Of course, none of this means that the problem of gun violence has gone away — just that gun control, as least at the federal level, is off the table. Name the outrage, and the gun lobby has an excuse. The ease of obtaining guns in the U.S. is fueling the drug wars in Mexico, and — I just learned — gang wars in Jamaica? The former is blamed on poor border control; I’m sure a similar response to the latter will be forthcoming. Of course, home-grown massacres elicit a collective shuddering, but no real mention of substantial restrictions on gun ownership.
Cities alone seem to understand the need for more legislative control, likely because they face the consequences of violence more routinely. Yet their efforts to do something — anything — are often rebuffed by courts that say, sometimes with legal justification — that regulation of guns is a state, and not a city matter. Pennsylvania is a good case study here. Philadelphia and Pittsburgh need better gun control laws, but the state, dominated by the rural middle, whose hunters and representatives are NRA guys, will have none of it.
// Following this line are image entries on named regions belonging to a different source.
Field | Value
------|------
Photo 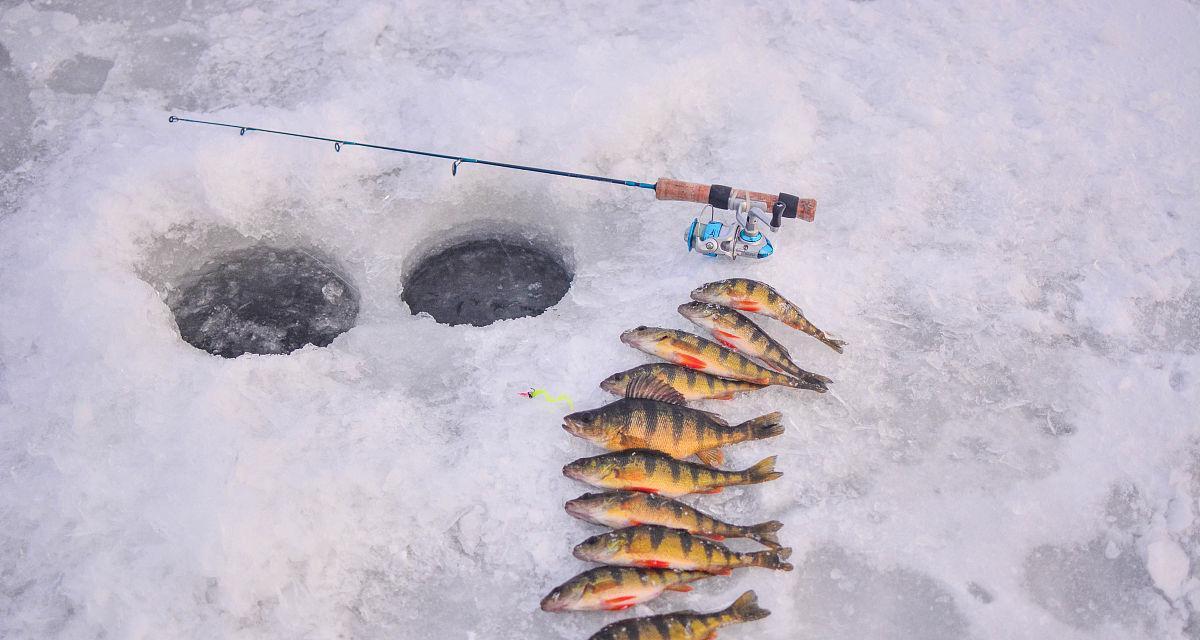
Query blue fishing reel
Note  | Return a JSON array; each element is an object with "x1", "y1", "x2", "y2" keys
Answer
[{"x1": 686, "y1": 198, "x2": 781, "y2": 259}]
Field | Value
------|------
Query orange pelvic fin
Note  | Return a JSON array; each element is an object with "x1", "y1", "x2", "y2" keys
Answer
[{"x1": 674, "y1": 353, "x2": 708, "y2": 369}]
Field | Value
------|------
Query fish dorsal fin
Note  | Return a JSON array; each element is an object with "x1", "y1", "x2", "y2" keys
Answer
[{"x1": 625, "y1": 376, "x2": 684, "y2": 405}]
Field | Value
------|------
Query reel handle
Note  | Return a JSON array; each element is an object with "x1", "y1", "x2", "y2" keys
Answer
[{"x1": 654, "y1": 178, "x2": 817, "y2": 222}]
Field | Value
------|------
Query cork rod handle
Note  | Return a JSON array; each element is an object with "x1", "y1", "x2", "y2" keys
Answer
[{"x1": 654, "y1": 178, "x2": 817, "y2": 222}]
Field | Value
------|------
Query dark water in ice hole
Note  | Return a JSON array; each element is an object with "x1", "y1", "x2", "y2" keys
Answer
[
  {"x1": 167, "y1": 246, "x2": 359, "y2": 358},
  {"x1": 401, "y1": 238, "x2": 571, "y2": 327}
]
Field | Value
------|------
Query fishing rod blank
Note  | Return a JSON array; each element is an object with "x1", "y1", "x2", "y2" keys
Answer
[{"x1": 168, "y1": 115, "x2": 817, "y2": 223}]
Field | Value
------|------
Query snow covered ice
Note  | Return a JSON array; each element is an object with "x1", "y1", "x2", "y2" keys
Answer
[{"x1": 0, "y1": 0, "x2": 1200, "y2": 640}]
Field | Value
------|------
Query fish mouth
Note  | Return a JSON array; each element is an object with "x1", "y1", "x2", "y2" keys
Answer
[
  {"x1": 563, "y1": 500, "x2": 588, "y2": 520},
  {"x1": 676, "y1": 303, "x2": 709, "y2": 319},
  {"x1": 563, "y1": 458, "x2": 583, "y2": 482}
]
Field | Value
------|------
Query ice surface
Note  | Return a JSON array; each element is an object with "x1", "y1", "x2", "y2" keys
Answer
[
  {"x1": 0, "y1": 0, "x2": 1200, "y2": 640},
  {"x1": 167, "y1": 246, "x2": 359, "y2": 358},
  {"x1": 402, "y1": 238, "x2": 571, "y2": 327},
  {"x1": 46, "y1": 55, "x2": 113, "y2": 94}
]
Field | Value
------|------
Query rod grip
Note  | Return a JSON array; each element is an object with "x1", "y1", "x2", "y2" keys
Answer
[{"x1": 654, "y1": 178, "x2": 817, "y2": 222}]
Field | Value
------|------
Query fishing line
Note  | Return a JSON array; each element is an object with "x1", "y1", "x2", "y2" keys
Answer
[{"x1": 167, "y1": 115, "x2": 654, "y2": 191}]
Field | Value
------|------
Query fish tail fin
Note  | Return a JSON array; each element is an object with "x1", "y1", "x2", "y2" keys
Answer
[
  {"x1": 745, "y1": 520, "x2": 784, "y2": 549},
  {"x1": 742, "y1": 455, "x2": 784, "y2": 484},
  {"x1": 721, "y1": 591, "x2": 770, "y2": 622},
  {"x1": 738, "y1": 411, "x2": 784, "y2": 439},
  {"x1": 746, "y1": 546, "x2": 796, "y2": 572}
]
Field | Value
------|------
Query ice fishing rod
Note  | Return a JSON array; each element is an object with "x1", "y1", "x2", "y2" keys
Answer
[{"x1": 167, "y1": 115, "x2": 817, "y2": 259}]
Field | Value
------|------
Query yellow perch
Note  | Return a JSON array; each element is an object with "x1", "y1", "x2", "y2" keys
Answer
[
  {"x1": 679, "y1": 303, "x2": 833, "y2": 382},
  {"x1": 563, "y1": 449, "x2": 782, "y2": 497},
  {"x1": 563, "y1": 397, "x2": 784, "y2": 466},
  {"x1": 620, "y1": 327, "x2": 827, "y2": 393},
  {"x1": 541, "y1": 567, "x2": 713, "y2": 611},
  {"x1": 565, "y1": 491, "x2": 784, "y2": 549},
  {"x1": 572, "y1": 525, "x2": 792, "y2": 574},
  {"x1": 588, "y1": 591, "x2": 770, "y2": 640},
  {"x1": 600, "y1": 363, "x2": 763, "y2": 403},
  {"x1": 691, "y1": 277, "x2": 846, "y2": 353}
]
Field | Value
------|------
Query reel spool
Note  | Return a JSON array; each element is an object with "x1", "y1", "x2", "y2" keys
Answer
[{"x1": 686, "y1": 192, "x2": 794, "y2": 259}]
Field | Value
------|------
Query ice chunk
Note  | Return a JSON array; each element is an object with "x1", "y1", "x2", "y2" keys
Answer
[
  {"x1": 1146, "y1": 537, "x2": 1192, "y2": 600},
  {"x1": 46, "y1": 55, "x2": 113, "y2": 94}
]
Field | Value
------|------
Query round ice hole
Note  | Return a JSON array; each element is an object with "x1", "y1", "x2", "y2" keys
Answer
[
  {"x1": 401, "y1": 238, "x2": 571, "y2": 327},
  {"x1": 167, "y1": 246, "x2": 359, "y2": 358}
]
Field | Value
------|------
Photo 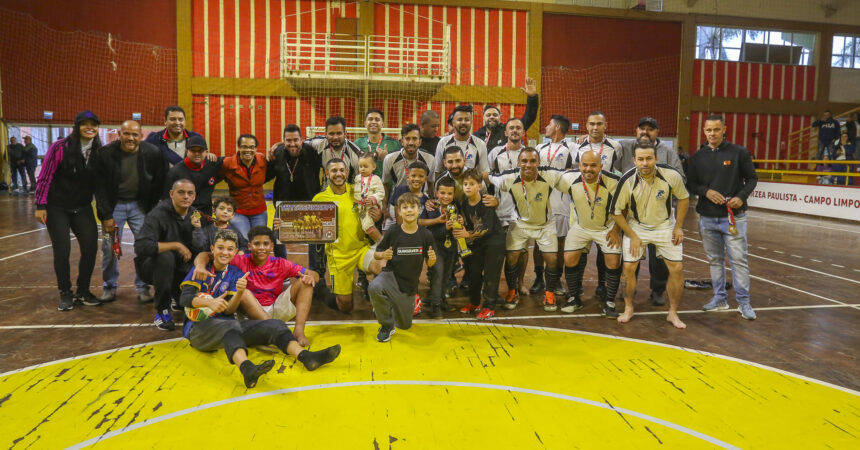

Thus, Philly’s effort to stop straw purchases — where someone buys a gun for another not legally entitled to own one, like a felon or a minor — were struck down last week by an appellate court because of state supreme court precedent holding that only the state can regulate guns. (The law also would have limited gun buys to one per month, a number obviously too low to live with.) Now Pittsburgh’s anti-gun trafficking law is being challenged by the NRA, too; the Brady Center is defending the city’s right to pass this needed bill.
At this point, it seems that only a searing epidemic of gun violence beyond any we’ve seen or the rise of a lobbying group equal in money and power to the NRA can begin to bring us towards more sensible gun control; the kind that police departments all over the country routinely call for.